April 16, 2024

Electricity workers raise alarm over aging electricity infrastructure, blames power firms for poor investment

Oredola Adeola

The National Union of Electricity Employees (NUEE) has alleged that  private companies that bought the Eleven distribution companies and seven generating companies were so different private companies, have left the power infrastructure in comatose, several years after the privatisation of Nigeria’s electricity assets.

Mr.

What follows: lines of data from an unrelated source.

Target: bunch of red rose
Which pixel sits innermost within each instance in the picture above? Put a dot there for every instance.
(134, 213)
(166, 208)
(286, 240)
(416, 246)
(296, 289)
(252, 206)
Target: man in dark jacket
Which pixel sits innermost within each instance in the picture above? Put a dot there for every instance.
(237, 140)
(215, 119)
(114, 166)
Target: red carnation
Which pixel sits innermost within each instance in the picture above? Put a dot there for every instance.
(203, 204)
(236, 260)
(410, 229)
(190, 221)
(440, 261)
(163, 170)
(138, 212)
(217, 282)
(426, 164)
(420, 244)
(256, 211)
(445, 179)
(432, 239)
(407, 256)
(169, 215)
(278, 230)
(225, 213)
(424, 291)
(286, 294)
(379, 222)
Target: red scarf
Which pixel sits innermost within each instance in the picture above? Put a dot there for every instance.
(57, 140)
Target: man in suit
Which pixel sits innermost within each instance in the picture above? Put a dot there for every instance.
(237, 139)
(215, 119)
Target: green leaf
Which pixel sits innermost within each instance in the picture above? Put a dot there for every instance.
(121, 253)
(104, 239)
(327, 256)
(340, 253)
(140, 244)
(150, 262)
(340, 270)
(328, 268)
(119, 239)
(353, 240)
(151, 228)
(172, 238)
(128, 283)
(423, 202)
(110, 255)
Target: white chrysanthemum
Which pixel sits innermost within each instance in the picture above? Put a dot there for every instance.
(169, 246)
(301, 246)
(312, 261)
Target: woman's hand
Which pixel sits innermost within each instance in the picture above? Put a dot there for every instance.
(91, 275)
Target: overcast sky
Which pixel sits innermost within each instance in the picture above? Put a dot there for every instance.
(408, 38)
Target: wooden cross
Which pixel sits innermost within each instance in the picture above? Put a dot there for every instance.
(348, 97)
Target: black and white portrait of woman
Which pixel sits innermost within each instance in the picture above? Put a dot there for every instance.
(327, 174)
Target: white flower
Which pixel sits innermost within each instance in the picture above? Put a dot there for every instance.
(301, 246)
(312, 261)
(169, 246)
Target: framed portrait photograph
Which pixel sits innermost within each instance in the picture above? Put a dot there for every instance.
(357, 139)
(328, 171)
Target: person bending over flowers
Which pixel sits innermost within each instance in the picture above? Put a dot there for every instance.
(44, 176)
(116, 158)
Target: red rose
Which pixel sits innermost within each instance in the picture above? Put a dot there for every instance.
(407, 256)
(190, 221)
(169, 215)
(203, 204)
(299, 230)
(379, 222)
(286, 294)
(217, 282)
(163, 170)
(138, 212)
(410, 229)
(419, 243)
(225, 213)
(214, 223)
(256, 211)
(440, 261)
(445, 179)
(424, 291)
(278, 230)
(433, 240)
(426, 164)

Sikamta Mshelinga, the North-East Zonal Senior Organising Secretary of the union, made the allegation at a press conference on Monday in Jos, according to the News Agency of Nigeria.

According to the electricity workers, infrastructural development by the new business owners in the sector has almost gone comatose despite a promise by the private sector to turn around the aging infrastructure.

The Association also bemoans the new management of the power assets over non-payment of entitlements of discharged workers of the defunct Power Holding Company of Nigeria (PHCN), poor remuneration, lack of welfare packages, and poor condition of service, among other ill-treatments for electricity workers in the country.
faulted the privatization lamenting the poor state of power in Nigeria.

Mshelinga noted that the privatisation of the sector has also brought no meaningful impact or improvement on the sector, rather, it has brought so many setbacks to the nation.

While condemning the entire privatisation process, the North-East Zonal Senior Organising Secretary of NUEE noted that the process has not lived up to the expectations of Nigerians.

He said, “The privatisation exercise provided no value to the lives of ordinary Nigerians, and has not made a meaningful impact in power supply in the country.

”It is an undeniable fact that the power sector privatisation has not added value to the lives of the ordinary Nigerians.

”The entire exercise did not bring any meaningful impact or improvement on the sector, rather, it has brought so many setbacks to the country.

”The infrastructural development by the new business owners in the sector has almost gone comatose while the socio-economic status of the average worker in the sector has continued to decline.

”Nigerians were told that the new investors had the financial and technical muscles to improve power generation and distribution, but I believe that has not been achieved,” he said.

Mshelinga also faulted the lack of power supply in the nation amid rising electricity tariffs without making prepaid meters available to customers.

The NUEE scribe however challenged the Federal Government to review the entire power sector privatisation process with a view to ending decades of debilitating energy crisis.